Baca juga: Ecommerce untuk UMKM
Lantung Bengkulu
Berawal dari bunyi "tung-tung" saat pemipihan, jadi disebutlah kulit kayu dari hutan ini kulit kayu "lantung". Yang kemudian dijadikan inovasi produk ecoprint Semilir, brand eco fashion gagasan Alfira Oktaviani.
Tak puas jika Lantung Bengkulu hanya diukir sebagai warisan sejarah tak benda Indonesia, Alfira Oktaviani melestarikan identitas jati diri bangsa ini pada produk eco fashionnya. Dengan tujuan ingin mengenalkan budaya fashion berkelanjutan yang ramah lingkungan di Indonesia. Sekaligus, menjawab tantangan bapaknya yang asli Bengkulu untuk membuat ecoprint dari kain lantung.
Alfira Oktaviani
Sumber: https://www.satu-indonesia.com/satu/satuindonesiaawards/finalis/pelestari-kain-lantung-bengkulu/ |
Setelah menikah, Fira, panggilan akrab Alfira Oktaviani, lulusan sarjana apoteker Universitas Ahmad Dahlan Yogyakarta ini menjadi mompreneur muda. Cintanya terhadap fashion dan seni membuatnya tertarik mempelajari seni ecoprint yang baru masuk Indonesia di kisaran tahun 2016. Dengan modal 500 ribu rupiah dan pengetahuan yang didapat pada mata kuliah manajemen bisnis, teknik kimia, serta morfologi tumbuhan, Alfira Oktaviani sejak tahun 2018, memulai dan mengembangkan Semilir Ecoprint di Kabupaten Sleman, DI Yogyakarta.
Semilir Ecoprint
Semilir berasal dari bahasa Jawa 'silir' yang berarti angin yang menyejukkan. Dan, dalam proses pembuatan produk Semilir memperhatikan kelestarian lingkungan dan memberdayakan masyarakat.
Pada awalnya Semilir memproduksi tas wanita. Namun, seiring berkembangnya permintaan pasar, juga memproduksi baju atau kain dengan ecoprint, hingga homedecor bertema ecoprint. Dengan target pasar wanita perkotaan yang memiliki green natural lifestyle dan mencintai produk handmade serta lokal, usia di atas 25 tahun dengan kelas ekonomi A.
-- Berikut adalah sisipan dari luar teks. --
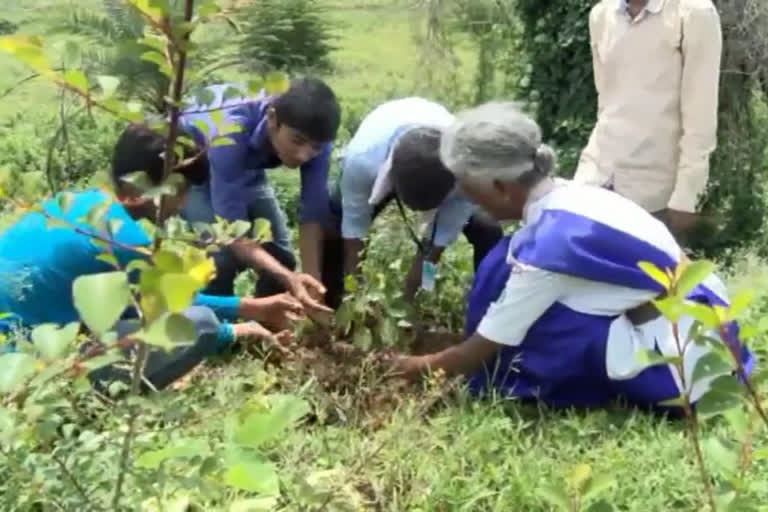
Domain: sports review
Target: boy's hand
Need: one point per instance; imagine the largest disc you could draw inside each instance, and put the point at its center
(253, 331)
(307, 290)
(278, 310)
(404, 366)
Sumber: Instagram sriningati_ |
Sumber: Instagram lacisemilir |
Selain menggunakan lantung, kain yang digunakan adalah kain berbahan katun, linen, sutra atau kain-kain berbasis alam yang mudah menyerap pewarnaan alam. Sedangkan, untuk motif dan warna bisa menggunakan tanaman yang ditanam di pekarangan rumah atau mencari di daerah lain.
Jika dilihat dari sosial medianya, kita bisa tahu bahwa motif-motif yang digunakan bisa menggunakan daun atau bunga yang gugur, seperti eucalyptus tua, bunga waru, bunga kenikir, bunga batavia, bunga air mata pengantin, dan lainnya. Bisa dibilang, produk Semilir menggunakan bahan-bahan dari alam dan senatural mungkin, tetapi hasilnya unik nan ciamik.
Untuk proses ecoprint sendiri, diawali dengan penataan daun atau bunga pada kain, lalu dilapisi lagi sebelum digulung dan diikat, kemudian dikukus selama kurang lebih 2 jam. Setelah itu, diambil daun dan bunganya, dijemur, dan kain yang sudah bermotif atau berwarna alami tersebut diproses menjadi produk fashion yang diinginkan. Lalu, ada pengujian supaya produk Semilir oke dan warnanya tahan lama, sesuai hasil ecoprint Semilir yang memiliki motif tegas dan warna yang khas, earthy-pastel.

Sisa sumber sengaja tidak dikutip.